If yoga isn’t your child's speed, why not check out some at-home dance classes? SamCam is a Youtube channel dedicated to bringing short dance lessons to your home. If your children are itching for some movement this may be the perfect option. They also occasionally post at-home workout videos as well!
Fitness Card Deck
We found this awesome resource for encouraging movement with your children designed by a physical education teacher. The idea is to create a deck of cards that will be used as a traditional card game, however, there are physical activities associated with the cards, and all participants must perform the activities
5. Relaxation Time
If you are feeling extra anxious during these days of COVID-19, you are not alone. This pandemic has many folks facing more stress and uncertainty than ever before. Here are a few recommendations parents and children can turn to for some relaxation.
Save With Stories
Celebrities are coming together to read books for children who are currently home from school due to the coronavirus and sharing the videos on social media. Tune in to the Save With Stories Instagram to hear celebrities such as Ellen Degeneres, Amy Adams, and Josh Gad read a host of children's books.
Meditation for Children
Headspace is a place for folks of all ages to learn more about meditation and mindfulness. They have a specific guide on their website dedicated to Mediation for Kids. Now more than ever is a great time to introduce your kids to meditation.

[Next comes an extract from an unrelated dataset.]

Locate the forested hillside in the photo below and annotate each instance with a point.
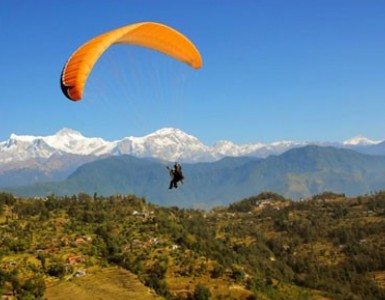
(263, 247)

Journaling is a great way for small humans to process their feelings in this uncertain time. We suggest setting aside some time for you and your children to journal alongside each other. This can be a fantastic way to document emotions and revisit them with your children in the future.
Here is another fantastic article on the benefits of journaling with submissions from therapists and others who keep journals.
With kids being cooped up at home while school is closed, finding structure and fun activities to keep them occupied is important. As we all navigate these uncertain times, it is important to remember that we are not alone. We can lean on each other -- at a distance -- for helpful tips and tricks to get through it all. If you find yourself wearing more hats at home than you’re used to, consider a few of our tips above to help ease your daily schedule.